Reputation: 55
I am trying to perform a left merge using regular expressions in Python that can handle many-to-many relationships. Example:
df1 = pd.DataFrame(['a','b','c','d'], columns = ['col1'])
df1['regex'] = '.*' + df1['col1'] + '.*'
col1 regex
0 a .*a.*
1 b .*b.*
2 c .*c.*
3 d .*d.*
df2 = pd.DataFrame(['ab','a','cd'], columns = ['col2'])
col2
0 ab
1 a
2 cd
# Merge on regex column to col2
out = pd.DataFrame([['a','ab'],['a','a'],['b','ab'],['c','cd'],
['d','cd']],columns = ['col1','col2'])
col1 col2
0 a ab
1 a a
2 b ab
3 c cd
4 d cd
Upvotes: 3
Views: 1198
Reputation: 20659
You can use create a custom function to find all the matching indexes of both the data frames then extract those indexes and use pd.concat
.
import re
def merge_regex(df1, df2):
idx = [(i,j) for i,r in enumerate(df1.regex) for j,v in enumerate(df2.col2) if re.match(r,v)]

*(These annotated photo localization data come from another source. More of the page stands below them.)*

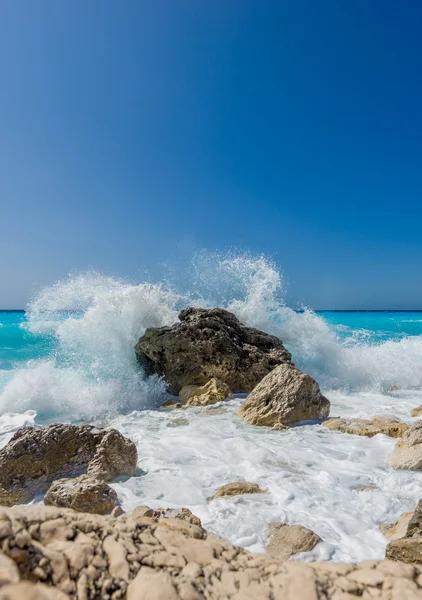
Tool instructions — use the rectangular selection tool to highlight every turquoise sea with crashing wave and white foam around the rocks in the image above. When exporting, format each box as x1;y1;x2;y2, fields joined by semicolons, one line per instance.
0;255;422;561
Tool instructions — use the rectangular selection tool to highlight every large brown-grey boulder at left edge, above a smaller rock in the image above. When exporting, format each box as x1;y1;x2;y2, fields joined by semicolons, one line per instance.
0;424;137;506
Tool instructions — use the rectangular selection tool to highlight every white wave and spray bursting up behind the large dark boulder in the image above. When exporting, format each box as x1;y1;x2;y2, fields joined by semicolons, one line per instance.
0;253;422;418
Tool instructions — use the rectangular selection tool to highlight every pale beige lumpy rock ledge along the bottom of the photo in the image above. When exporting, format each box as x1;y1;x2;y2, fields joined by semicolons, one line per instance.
0;507;422;600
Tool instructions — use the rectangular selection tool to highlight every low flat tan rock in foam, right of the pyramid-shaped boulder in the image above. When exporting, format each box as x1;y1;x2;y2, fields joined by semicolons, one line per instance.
323;415;409;438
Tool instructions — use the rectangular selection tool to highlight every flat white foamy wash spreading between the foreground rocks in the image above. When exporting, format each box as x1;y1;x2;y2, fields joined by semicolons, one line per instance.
111;392;422;561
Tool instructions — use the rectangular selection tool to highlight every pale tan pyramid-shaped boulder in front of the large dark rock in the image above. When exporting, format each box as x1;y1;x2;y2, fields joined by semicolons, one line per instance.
239;364;330;427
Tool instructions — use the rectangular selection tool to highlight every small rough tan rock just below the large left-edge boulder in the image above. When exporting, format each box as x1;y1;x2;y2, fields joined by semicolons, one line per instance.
44;475;119;515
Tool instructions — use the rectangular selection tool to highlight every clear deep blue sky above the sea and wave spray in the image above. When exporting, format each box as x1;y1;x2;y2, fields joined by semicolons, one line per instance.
0;0;422;308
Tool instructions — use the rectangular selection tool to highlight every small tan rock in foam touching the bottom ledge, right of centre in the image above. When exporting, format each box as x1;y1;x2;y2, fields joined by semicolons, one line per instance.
267;523;322;559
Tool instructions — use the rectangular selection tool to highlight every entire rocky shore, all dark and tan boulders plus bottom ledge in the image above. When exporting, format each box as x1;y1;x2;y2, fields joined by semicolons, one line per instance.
0;308;422;600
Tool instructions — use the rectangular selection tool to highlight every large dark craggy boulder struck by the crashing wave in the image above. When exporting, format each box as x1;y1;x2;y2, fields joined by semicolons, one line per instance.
135;308;292;394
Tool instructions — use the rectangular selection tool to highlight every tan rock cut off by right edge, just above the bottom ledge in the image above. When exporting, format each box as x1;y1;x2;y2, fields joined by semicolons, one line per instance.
385;500;422;564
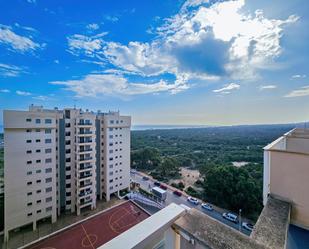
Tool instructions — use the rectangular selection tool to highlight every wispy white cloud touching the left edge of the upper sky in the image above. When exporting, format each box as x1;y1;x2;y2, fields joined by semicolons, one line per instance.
0;24;45;53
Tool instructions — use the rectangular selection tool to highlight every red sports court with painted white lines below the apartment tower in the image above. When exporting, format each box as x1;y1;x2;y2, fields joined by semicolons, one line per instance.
27;201;149;249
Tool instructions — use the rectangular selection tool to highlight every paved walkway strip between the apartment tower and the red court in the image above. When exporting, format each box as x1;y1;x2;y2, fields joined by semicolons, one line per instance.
0;197;124;249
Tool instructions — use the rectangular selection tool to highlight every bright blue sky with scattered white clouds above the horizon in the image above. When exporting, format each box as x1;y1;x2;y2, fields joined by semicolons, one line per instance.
0;0;309;125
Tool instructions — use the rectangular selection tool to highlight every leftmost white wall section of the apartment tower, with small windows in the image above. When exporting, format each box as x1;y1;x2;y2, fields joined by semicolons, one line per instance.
4;111;57;239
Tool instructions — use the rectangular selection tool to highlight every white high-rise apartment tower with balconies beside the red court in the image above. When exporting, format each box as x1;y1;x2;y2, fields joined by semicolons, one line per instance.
3;106;131;239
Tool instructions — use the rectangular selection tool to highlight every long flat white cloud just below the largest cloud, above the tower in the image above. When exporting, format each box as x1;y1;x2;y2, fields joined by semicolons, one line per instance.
50;74;188;97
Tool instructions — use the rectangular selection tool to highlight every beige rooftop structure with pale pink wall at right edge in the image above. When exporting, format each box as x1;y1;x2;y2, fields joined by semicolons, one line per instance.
263;129;309;229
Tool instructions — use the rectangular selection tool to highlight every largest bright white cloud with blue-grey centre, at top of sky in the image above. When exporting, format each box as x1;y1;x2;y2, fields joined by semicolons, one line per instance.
63;0;298;97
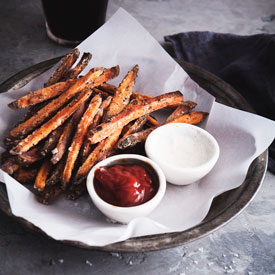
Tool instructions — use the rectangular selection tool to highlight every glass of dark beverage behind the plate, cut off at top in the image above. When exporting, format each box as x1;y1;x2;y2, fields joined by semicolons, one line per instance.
42;0;108;46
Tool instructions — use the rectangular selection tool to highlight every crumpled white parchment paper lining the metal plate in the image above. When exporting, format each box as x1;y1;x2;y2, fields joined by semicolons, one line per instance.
0;9;275;246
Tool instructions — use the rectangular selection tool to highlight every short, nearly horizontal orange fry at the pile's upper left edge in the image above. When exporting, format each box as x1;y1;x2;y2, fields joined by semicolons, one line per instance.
8;79;76;110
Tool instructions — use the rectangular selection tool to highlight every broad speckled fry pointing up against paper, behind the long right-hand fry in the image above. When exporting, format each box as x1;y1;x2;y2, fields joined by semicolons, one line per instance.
103;65;139;122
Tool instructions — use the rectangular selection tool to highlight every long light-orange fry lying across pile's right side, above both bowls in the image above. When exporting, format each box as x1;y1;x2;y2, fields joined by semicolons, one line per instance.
88;91;183;146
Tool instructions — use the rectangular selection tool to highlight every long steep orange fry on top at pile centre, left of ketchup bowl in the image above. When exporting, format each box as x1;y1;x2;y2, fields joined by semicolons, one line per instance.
62;95;102;189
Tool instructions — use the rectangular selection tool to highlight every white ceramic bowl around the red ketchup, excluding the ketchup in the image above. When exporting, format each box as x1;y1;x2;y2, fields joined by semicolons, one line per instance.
87;154;166;224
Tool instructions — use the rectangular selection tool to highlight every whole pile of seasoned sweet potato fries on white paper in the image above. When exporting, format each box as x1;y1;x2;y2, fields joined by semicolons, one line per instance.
1;49;207;204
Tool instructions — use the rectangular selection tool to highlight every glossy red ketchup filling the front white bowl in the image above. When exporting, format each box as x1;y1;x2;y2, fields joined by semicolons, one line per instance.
94;164;158;207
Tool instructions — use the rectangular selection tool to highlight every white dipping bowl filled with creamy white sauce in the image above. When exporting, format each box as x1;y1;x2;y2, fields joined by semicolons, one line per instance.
145;123;220;185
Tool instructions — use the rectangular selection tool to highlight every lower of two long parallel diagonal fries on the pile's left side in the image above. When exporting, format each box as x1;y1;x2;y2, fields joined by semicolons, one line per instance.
10;88;92;155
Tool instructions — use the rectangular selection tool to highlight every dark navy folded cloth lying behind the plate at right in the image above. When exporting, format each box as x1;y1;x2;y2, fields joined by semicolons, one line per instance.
164;32;275;174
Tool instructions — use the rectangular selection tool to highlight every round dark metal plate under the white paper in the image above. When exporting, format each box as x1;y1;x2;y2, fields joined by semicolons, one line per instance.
0;57;267;252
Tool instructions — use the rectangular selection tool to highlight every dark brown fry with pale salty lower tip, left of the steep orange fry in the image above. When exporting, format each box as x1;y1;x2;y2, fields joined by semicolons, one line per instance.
51;103;85;164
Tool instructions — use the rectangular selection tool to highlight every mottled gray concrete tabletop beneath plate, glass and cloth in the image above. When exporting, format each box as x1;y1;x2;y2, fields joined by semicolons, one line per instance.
0;0;275;275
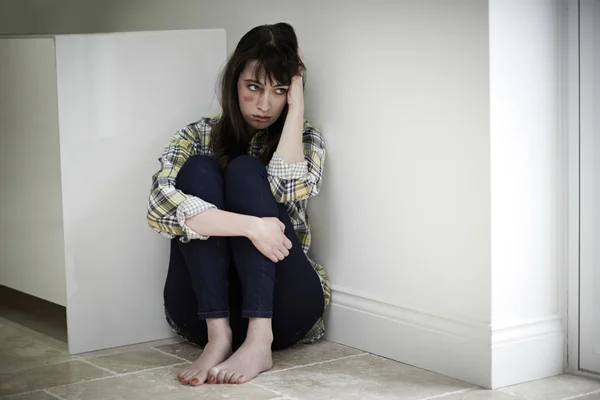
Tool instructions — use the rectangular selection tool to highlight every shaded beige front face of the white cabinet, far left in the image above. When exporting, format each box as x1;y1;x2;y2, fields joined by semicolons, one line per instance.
0;37;66;306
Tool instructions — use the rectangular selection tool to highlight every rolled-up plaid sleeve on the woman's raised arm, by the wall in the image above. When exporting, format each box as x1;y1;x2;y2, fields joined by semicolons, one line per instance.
267;123;326;203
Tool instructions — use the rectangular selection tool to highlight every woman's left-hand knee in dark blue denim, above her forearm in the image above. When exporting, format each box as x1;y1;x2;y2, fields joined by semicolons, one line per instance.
175;155;223;207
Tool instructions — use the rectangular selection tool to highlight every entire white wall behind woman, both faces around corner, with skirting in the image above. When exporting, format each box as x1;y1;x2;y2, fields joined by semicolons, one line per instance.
0;0;562;387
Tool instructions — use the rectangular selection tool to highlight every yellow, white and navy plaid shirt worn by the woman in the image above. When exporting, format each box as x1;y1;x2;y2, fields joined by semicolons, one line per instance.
147;118;331;342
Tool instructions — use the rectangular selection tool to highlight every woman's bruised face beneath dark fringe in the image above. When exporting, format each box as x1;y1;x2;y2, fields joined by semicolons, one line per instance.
237;61;289;130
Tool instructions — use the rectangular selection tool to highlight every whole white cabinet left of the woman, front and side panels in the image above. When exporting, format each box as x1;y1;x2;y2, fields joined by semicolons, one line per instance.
0;30;226;353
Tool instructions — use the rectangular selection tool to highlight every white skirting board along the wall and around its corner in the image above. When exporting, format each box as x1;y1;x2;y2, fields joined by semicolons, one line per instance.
326;288;563;389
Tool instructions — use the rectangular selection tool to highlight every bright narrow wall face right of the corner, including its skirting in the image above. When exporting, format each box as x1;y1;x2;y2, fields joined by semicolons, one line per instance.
490;0;565;386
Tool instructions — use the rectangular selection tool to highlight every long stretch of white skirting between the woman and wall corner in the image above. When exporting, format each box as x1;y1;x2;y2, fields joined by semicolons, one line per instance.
326;289;491;387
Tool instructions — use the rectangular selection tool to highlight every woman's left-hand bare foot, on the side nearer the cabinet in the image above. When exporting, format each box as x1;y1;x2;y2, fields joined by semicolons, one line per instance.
177;318;231;386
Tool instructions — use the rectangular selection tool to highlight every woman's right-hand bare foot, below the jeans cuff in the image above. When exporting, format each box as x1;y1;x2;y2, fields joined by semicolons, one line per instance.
208;318;273;383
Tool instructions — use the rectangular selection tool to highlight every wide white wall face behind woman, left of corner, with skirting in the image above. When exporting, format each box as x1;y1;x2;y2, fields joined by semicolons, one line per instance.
0;0;491;383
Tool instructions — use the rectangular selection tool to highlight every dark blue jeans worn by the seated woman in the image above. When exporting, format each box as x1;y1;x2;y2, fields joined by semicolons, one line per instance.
164;156;324;349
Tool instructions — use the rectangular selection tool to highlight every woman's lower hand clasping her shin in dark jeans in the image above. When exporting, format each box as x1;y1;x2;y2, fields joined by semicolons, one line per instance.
248;217;292;263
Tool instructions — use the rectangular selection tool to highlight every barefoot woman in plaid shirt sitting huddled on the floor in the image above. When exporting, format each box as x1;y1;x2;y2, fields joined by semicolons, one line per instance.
148;23;330;386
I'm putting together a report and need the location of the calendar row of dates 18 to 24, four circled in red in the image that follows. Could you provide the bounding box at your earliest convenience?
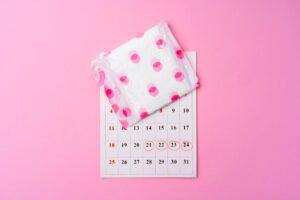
[107,140,193,151]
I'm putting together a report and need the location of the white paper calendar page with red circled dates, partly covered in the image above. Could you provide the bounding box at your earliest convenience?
[100,52,197,178]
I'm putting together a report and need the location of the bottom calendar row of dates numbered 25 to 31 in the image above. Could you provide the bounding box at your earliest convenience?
[106,157,193,175]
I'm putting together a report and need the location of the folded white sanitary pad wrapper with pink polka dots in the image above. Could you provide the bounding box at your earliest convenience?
[92,22,198,128]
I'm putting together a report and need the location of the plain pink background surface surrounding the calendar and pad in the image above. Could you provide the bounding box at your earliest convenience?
[0,0,300,200]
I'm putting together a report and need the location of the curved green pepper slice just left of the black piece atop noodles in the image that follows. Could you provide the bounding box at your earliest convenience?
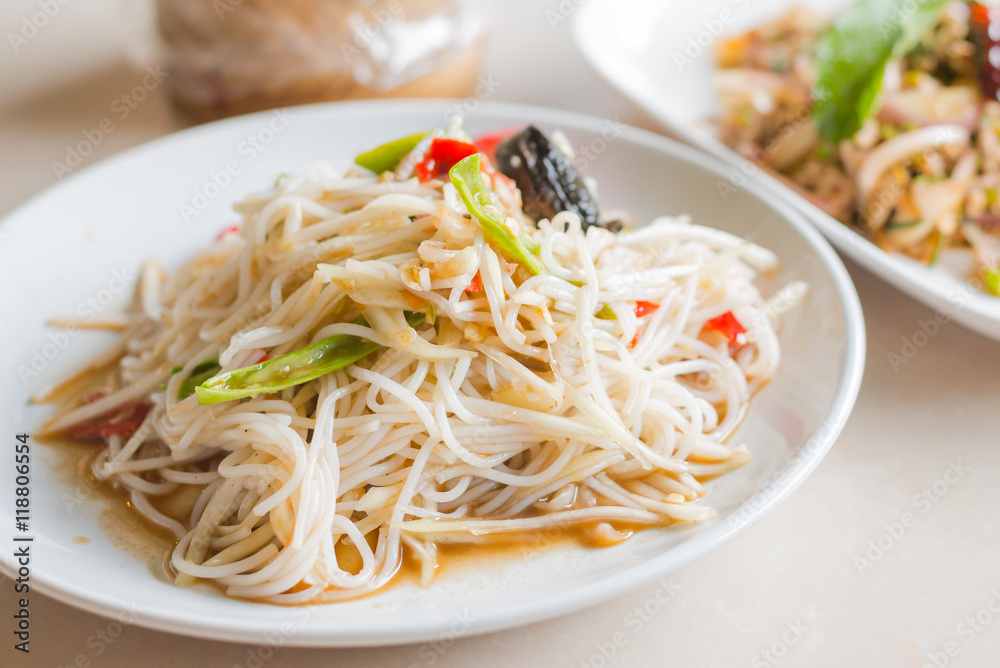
[448,153,547,276]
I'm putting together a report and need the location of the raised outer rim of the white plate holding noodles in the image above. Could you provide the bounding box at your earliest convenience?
[0,99,866,647]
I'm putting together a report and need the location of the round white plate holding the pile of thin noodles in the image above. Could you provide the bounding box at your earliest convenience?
[0,101,865,646]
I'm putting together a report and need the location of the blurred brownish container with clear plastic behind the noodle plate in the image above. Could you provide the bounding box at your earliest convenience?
[157,0,492,120]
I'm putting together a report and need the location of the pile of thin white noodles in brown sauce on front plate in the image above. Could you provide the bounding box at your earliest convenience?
[47,138,801,603]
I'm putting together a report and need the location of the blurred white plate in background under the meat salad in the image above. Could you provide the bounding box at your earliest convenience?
[573,0,1000,339]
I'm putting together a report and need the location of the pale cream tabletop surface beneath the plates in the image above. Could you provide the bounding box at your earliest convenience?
[0,0,1000,668]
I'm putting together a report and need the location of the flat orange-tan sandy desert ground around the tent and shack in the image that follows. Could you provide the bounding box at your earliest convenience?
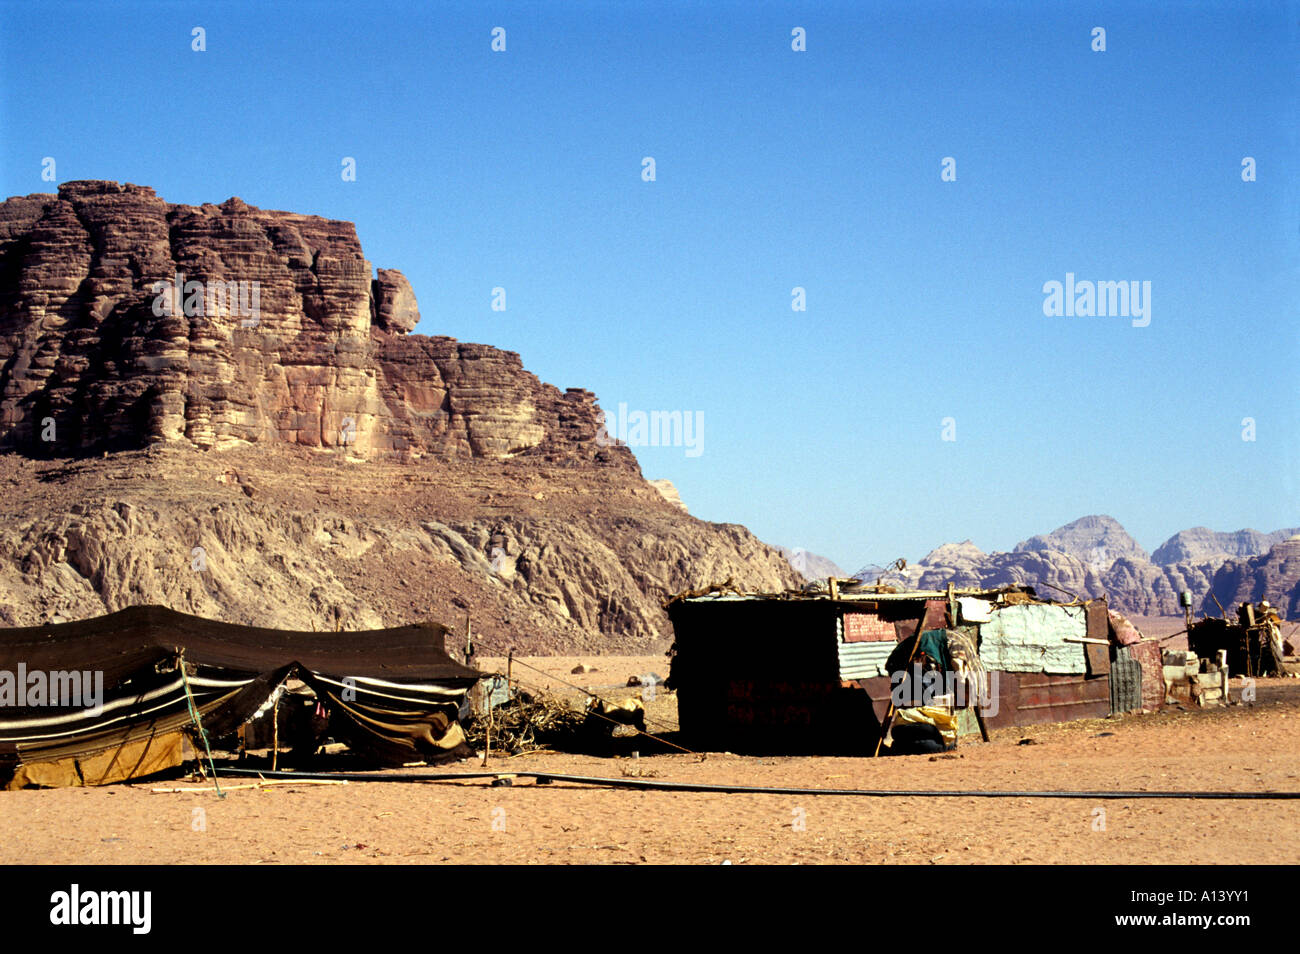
[0,656,1300,864]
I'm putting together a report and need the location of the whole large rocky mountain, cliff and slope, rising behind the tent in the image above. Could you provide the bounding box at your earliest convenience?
[0,182,797,652]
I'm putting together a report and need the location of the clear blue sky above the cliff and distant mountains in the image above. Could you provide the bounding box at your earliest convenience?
[0,3,1300,571]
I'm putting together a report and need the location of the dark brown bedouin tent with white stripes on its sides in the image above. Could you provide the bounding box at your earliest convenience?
[0,606,478,789]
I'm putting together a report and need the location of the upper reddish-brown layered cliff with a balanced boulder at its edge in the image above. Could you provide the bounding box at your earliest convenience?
[0,181,636,471]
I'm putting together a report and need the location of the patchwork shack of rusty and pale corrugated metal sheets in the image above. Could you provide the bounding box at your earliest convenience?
[668,581,1164,754]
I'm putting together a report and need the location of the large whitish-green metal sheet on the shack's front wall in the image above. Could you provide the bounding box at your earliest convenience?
[979,603,1088,676]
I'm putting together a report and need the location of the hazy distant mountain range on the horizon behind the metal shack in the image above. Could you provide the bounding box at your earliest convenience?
[796,515,1300,619]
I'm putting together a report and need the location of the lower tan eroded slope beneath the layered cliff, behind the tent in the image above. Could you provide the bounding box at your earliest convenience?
[0,443,797,655]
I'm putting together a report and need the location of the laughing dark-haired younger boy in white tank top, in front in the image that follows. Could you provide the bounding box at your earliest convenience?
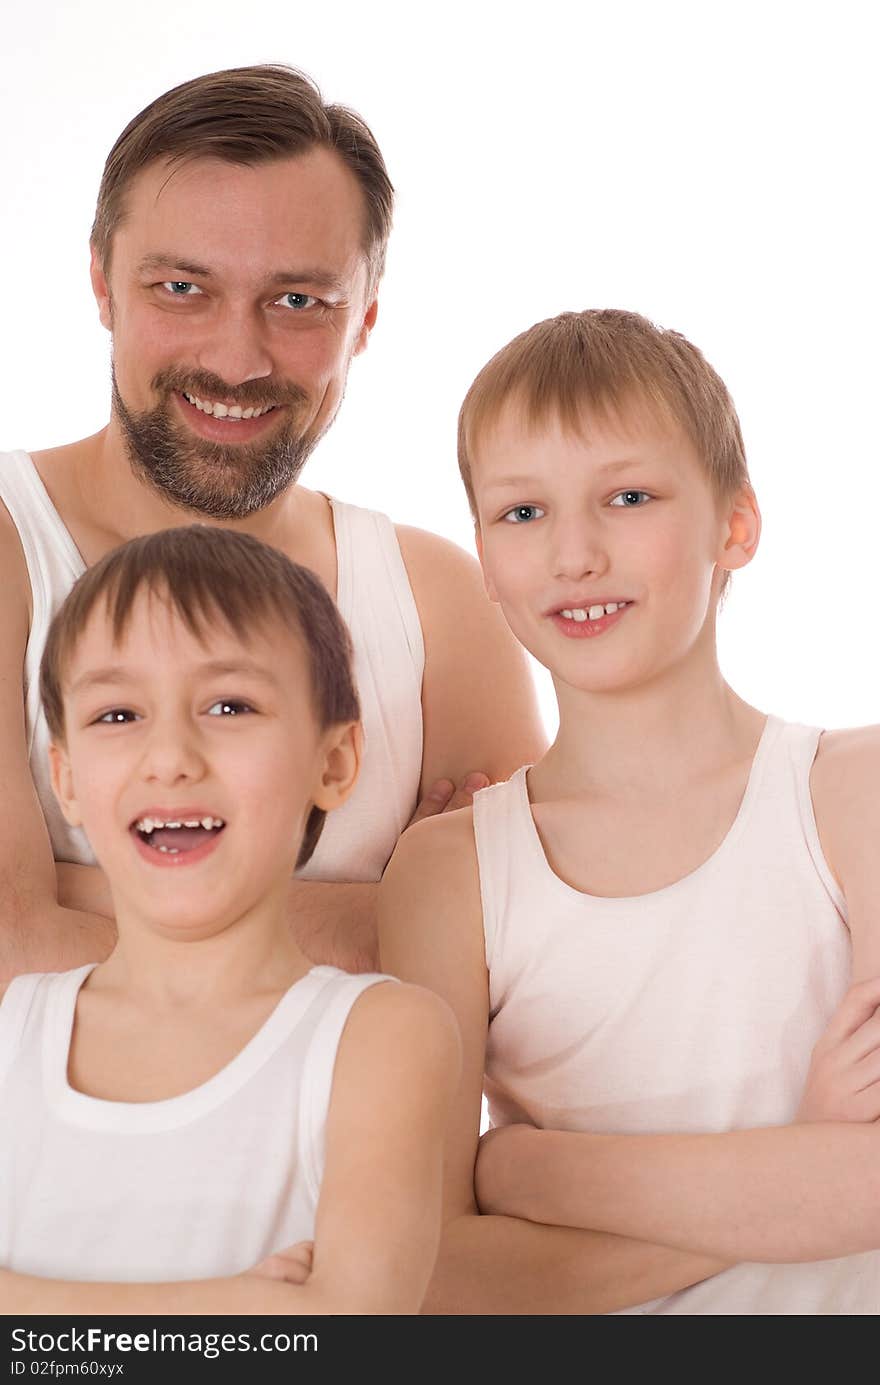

df1_idx, df2_idx = zip(*idx)
t = df1.iloc[list(df1_idx),0].reset_index(drop=True)
t1 = df2.iloc[list(df2_idx),0].reset_index(drop=True)
return pd.concat([t,t1],axis=1)
merge_regex(df1, df2)
col1 col2
0 a ab
1 a a
2 b ab
3 c cd
4 d cd
Timeit results
# My solution
In [292]: %timeit merge_regex(df1,df2)
1.21 ms ± 22.2 µs per loop (mean ± std. dev. of 7 runs, 1000 loops each)
#Chris's solution
In [293]: %%timeit
...: df1['matches'] = df1.apply(lambda r: [x for x in df2['col2'].values if re.findall(r['regex'], x)], axis=1)
...:
...: df1.set_index('col1').explode('matches').reset_index().drop(columns=['regex'])
...:
...:
4.62 ms ± 25.2 µs per loop (mean ± std. dev. of 7 runs, 100 loops each)
Upvotes: 2
Reputation: 16172
I'd look at each col1 value and find all of the values in col2 of df2 that the pattern matches and make a list and place it into a column called 'matches'. Once that's done you can set the col1 as index, explode the matches column to make them into one per row, then get rid of the regex pattern column.
import re
import pandas as pd
df1 = pd.DataFrame(['a','b','c','d'], columns = ['col1'])
df1['regex'] = '.*' + df1['col1'] + '.*'
df2 = pd.DataFrame(['ab','a','cd'], columns = ['col2'])
df1['matches'] = df1.apply(lambda r: [x for x in df2['col2'].values if re.findall(r['regex'], x)], axis=1)
df1.set_index('col1').explode('matches').reset_index().drop(columns=['regex'])
col1 matches
0 a ab
1 a a
2 b ab
3 c cd
4 d cd
Upvotes: 1